Quarta-feira, 23 de fevereiro | dia de Mercúrio
A Lua entra em Sagitário no meio da manhã de quarta, um respiro de agilidade entre os signos de desconforto para a Lua (Escorpião e Capricórnio). A Lua sagitariana é uma rajada de fé e de confiança, criando na quarta-feira maior abertura nos relacionamentos, mas há pouca aderência e objetividade nas trocas e acordos. Há um ganho de entusiasmo favorável, mas que empolga e promete mais do que cumpre de fato. A Lua persegue a quadratura com o Sol em Peixes ao longo do dia, alcançando o Quarto Minguante no início da noite. Dentro dessa semana, o dia mais favorável para visibilidade pública e divulgação de notícias ou informações — atenção redobrada, no entanto, para não avaliar mal a situação.
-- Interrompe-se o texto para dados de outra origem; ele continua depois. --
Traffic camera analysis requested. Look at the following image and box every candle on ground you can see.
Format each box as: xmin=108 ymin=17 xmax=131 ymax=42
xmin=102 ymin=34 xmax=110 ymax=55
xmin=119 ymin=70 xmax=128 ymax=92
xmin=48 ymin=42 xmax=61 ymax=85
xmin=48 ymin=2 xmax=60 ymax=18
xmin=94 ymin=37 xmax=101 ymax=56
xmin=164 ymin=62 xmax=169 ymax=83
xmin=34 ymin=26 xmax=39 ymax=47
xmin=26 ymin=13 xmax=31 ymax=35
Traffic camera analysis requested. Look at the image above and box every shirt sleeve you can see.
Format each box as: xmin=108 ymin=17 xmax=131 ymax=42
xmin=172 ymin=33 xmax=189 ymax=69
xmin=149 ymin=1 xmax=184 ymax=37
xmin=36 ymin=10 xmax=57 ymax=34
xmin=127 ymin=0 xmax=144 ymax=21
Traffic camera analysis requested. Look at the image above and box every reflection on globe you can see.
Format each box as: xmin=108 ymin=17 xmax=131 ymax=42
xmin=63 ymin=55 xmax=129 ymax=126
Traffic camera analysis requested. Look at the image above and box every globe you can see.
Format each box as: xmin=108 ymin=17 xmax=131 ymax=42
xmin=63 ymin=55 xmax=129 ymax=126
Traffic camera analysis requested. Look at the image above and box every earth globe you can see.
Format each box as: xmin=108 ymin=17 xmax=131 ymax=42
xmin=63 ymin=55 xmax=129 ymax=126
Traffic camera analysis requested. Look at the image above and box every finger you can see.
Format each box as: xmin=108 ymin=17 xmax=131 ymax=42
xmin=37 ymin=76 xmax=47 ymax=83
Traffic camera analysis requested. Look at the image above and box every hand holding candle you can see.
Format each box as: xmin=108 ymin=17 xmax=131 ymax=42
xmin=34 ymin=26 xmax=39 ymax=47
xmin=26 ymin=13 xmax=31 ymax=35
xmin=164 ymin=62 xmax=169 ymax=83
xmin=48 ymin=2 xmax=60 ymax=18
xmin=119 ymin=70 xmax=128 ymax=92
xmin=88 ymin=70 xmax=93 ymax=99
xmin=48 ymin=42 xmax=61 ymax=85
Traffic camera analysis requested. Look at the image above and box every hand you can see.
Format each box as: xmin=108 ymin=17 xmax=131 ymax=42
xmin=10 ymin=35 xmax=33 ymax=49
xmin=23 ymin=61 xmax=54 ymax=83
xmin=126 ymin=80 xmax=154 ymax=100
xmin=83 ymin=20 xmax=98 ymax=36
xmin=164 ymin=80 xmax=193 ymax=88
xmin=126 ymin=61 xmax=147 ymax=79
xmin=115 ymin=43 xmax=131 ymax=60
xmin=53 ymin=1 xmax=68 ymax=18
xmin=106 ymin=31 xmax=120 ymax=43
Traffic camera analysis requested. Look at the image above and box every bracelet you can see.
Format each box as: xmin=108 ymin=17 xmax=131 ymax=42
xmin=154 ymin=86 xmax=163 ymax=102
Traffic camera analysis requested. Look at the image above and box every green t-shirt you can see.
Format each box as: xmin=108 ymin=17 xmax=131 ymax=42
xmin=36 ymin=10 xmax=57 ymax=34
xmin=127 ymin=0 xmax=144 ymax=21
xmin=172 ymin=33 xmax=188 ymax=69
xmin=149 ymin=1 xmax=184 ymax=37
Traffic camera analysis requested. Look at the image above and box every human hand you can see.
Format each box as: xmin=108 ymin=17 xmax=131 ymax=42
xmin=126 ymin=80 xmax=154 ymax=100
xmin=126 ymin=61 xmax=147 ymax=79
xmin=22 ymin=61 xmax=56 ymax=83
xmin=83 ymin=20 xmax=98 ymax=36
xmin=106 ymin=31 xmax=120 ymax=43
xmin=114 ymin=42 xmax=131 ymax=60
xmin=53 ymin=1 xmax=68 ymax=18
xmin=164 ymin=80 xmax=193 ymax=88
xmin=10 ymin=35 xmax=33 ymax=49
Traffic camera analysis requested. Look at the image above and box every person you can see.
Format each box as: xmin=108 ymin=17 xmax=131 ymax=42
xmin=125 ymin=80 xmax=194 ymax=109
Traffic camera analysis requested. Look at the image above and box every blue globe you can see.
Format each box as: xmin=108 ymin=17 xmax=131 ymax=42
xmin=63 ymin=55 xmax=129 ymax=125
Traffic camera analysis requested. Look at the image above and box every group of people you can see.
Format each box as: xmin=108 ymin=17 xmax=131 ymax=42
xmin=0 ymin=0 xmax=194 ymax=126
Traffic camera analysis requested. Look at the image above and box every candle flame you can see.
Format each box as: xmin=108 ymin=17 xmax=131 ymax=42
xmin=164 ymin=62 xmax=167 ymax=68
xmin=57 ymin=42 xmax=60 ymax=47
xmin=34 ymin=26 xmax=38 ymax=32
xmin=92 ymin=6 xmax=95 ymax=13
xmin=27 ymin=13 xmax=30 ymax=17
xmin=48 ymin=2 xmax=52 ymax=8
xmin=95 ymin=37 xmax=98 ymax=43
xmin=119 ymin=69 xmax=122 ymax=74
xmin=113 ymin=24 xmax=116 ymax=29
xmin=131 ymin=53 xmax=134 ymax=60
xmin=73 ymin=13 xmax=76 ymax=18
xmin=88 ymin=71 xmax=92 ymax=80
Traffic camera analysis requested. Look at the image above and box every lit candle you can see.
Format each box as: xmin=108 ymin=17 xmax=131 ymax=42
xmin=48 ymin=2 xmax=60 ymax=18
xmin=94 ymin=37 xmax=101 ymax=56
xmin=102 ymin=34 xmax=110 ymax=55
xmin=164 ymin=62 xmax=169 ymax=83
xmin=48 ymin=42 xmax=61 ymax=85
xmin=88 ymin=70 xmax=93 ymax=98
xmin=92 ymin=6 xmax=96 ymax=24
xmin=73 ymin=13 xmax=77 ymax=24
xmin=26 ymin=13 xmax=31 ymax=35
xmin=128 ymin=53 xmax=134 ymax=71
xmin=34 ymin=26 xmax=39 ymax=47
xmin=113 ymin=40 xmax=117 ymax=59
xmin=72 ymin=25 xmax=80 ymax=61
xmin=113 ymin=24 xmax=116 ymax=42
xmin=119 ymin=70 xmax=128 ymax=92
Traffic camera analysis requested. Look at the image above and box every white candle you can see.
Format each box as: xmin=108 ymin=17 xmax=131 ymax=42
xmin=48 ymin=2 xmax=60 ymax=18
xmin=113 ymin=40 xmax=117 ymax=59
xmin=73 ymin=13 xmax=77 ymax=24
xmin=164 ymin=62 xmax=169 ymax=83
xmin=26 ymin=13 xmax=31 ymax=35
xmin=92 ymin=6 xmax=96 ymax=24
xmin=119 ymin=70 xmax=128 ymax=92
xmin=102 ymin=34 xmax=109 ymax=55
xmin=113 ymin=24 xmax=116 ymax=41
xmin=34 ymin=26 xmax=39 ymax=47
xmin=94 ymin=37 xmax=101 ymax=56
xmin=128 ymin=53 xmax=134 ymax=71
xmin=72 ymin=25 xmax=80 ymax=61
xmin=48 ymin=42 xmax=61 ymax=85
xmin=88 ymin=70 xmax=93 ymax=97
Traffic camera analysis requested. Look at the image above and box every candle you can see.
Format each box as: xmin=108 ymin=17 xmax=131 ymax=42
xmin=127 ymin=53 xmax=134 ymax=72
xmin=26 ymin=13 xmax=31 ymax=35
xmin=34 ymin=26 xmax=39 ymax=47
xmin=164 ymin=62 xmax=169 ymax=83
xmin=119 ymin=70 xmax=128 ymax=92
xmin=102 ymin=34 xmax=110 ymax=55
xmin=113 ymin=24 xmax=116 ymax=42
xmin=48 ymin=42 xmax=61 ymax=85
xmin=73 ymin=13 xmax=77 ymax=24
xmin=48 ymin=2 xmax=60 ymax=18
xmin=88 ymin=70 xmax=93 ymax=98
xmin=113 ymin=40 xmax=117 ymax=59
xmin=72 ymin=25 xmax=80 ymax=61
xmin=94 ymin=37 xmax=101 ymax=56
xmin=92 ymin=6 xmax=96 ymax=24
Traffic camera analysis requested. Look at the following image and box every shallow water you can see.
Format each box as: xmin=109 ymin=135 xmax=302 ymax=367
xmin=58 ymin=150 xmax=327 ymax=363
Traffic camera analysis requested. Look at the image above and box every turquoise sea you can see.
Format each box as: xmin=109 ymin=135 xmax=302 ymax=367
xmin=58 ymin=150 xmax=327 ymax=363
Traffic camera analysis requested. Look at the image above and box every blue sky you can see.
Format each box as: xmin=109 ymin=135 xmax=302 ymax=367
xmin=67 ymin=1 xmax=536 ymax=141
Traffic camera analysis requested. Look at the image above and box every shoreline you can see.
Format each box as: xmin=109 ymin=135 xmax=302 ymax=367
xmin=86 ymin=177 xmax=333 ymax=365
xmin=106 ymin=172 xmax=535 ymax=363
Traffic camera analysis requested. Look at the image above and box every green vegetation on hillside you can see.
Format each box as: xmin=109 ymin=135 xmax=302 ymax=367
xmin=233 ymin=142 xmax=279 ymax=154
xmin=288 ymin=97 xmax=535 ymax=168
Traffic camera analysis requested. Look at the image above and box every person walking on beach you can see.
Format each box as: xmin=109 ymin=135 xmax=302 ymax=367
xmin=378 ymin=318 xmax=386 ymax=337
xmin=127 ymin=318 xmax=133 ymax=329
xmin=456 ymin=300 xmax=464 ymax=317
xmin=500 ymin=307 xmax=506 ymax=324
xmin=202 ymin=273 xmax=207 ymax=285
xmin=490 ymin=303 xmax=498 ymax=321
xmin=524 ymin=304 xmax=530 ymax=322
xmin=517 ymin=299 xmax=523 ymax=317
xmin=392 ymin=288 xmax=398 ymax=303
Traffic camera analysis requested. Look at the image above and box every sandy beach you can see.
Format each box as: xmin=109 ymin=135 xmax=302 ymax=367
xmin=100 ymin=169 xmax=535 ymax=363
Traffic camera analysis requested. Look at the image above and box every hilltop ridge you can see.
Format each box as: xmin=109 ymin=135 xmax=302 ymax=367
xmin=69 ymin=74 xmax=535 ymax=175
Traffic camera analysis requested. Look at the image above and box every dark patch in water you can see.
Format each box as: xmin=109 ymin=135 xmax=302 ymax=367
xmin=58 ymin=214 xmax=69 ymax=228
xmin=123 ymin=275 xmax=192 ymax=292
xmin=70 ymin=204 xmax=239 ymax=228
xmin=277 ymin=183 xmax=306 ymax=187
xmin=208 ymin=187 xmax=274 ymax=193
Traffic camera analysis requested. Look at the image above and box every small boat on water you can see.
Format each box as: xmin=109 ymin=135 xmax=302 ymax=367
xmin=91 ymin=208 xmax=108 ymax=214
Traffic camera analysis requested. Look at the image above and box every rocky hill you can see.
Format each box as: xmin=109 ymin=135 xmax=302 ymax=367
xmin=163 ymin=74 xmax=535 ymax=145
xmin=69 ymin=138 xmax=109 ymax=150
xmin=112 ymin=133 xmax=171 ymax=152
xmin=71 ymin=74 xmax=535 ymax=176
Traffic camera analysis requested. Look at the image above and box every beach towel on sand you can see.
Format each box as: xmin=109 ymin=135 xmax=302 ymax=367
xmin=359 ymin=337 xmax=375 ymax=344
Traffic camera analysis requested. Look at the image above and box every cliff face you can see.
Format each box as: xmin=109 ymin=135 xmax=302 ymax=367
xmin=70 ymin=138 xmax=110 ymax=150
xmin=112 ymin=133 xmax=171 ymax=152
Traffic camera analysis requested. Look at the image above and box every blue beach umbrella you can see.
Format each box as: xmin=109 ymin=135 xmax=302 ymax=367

Quinta-feira, 24 de fevereiro | dia de Júpiter
A quinta-feira traz a Lua em Sagitário completando três aspectos: um sêxtil com Mercúrio em Aquário na madrugada, uma quadratura com Júpiter no começo da manhã e um sêxtil com Saturno no fim da tarde. O foco aqui são questões de justiça, coletividade, autoridades e relacionamentos. Algum cuidado para não falar mais do que deve e com falhas de comunicação. No geral, não é um dia danoso ou tão difícil, mas que pode gerar alguma gafe.
Sexta-feira, 25 de fevereiro | dia de Vênus
O único movimento da sexta-feira é o ingresso da Lua em Capricórnio no início da tarde, que instaura algum tom de pragmatismo e concentração antecipados (até desejados) nos dias anteriores. Compartilhando terreno com Vênus e Marte (os quais encontra só no domingo), é como se a Lua encontrasse rostos conhecidos num local estranho e inóspito — não é o ideal, mas é melhor do que estar só; não chega a ser um dia de conforto nem relaxamento, mas de precisão e fibra para agir, pôr planos em prática e fazer o que é preciso. Dia sólido e prático.
Sábado, 26 de fevereiro | dia de Saturno
A Lua em Capricórnio encontra o sêxtil com o Sol em Peixes no início da madrugada e o sêxtil com Júpiter em Peixes no fim da manhã: aspectos fracos e fugazes, sem grandes alterações de conjuntura, mas que "umedecem" o humor, trazendo sensibilidade e empatia, se diferenciando um pouco do dia anterior. Atenção à segurança de objetos pessoais, finanças e bens em geral, pois há risco de perda material ou maus gastos.